11. A power system for driving a plurality of lamps, comprising:

a transformer circuit comprising a plurality of transformers in a quantity denoted by n, each of the transformers having a first secondary winding, having a first output end and a second output end, a second secondary winding, having a third output end and a fourth output end, and a third secondary winding, having a fifth output end and a sixth output end;

a current balancing circuit comprising a plurality of current balancing units each having two output ends, wherein the number of the current balancing units is twice the quantity n of the transformers, and the (3N)th current balancing unit is connected to a fifth output end of the Nth transformer, the (3N−1)th current balancing unit is connected to a third output end of the Nth transformer, and the (3N−2)th current balancing unit is connected to a first output end of the Nth transformer; and

a light source having a plurality of lamps, each of the lamps having one end connected to a respective output end of the current balancing units and another end grounded, wherein the number of the lamps is six times the quantity n of the transformers.

12. The power system of claim 11, wherein the number of turns of the first, the second, and the third secondary windings are the same.

13. The power system of claim 11, further comprising:

a converter circuit connected to the transformer circuit, for converting an input direct current (DC) signal into an alternating current (AC) signal;

a control circuit for controlling the converter circuit to convert the input DC signal into the AC signal; and

a feedback circuit connected to the transformer circuit and the control circuit, for feeding a current signal to the control circuit.

14. The power system of claim 13, wherein each of the transformers has a primary winding connected to the converter circuit.

15. The power system of claim 13, wherein the feedback circuit comprises a plurality of feedback units, each of which are respectively connected to the second, the fourth, and the sixth output ends of the transformers, and the number of the feedback units is three times the quantity n of the transformers.

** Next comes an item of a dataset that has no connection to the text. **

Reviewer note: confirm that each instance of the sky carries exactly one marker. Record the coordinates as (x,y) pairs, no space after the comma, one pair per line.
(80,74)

16. The power system of claim 11, wherein each of the current balancing units has two input ends connected together.

17. The power system of claim 16, wherein each of the current balancing units has two magnetic windings having the same numbers of turns.

18. The power system of claim 11, wherein each of the current balancing units comprises a common mode choke.

19. A system for driving a plurality of lamps comprising:

a power source of said system;

a light source comprising a plurality of lamps to be powered by said power source for illumination thereof;

a transformer circuit comprising a plurality of transformers, each transformer of said plurality of transformers comprising a primary winding extending along an input side of said each transformer, and at least two secondary windings jointly extending along an output side of said each transformer, said primary winding electrically connectable to said power source to accept power from said power source, and said at least two secondary windings used to output said power respectively after transforming of said each transformer;

a current balancing circuit comprising a plurality of current balancing units each of which corresponds to one of said at least two secondary windings and at least two lamps from said plurality of lamps of said light source, and electrically connects between said at least two lamps and said one of said at least two secondary windings, said each of said plurality of current balancing units used to accept said transformed power from said one of said at least two secondary windings and to transmit said transformed power to said at least two lamps respectively by means of balancing electrical currents through said each of said plurality of current balancing units.

20. The system of claim 19, wherein said one of said at least two secondary windings defines more than one output end, and one of said more than one output end is electrically connectable to one output end of another of said at least two secondary windings neighboring said one of said at least two secondary windings.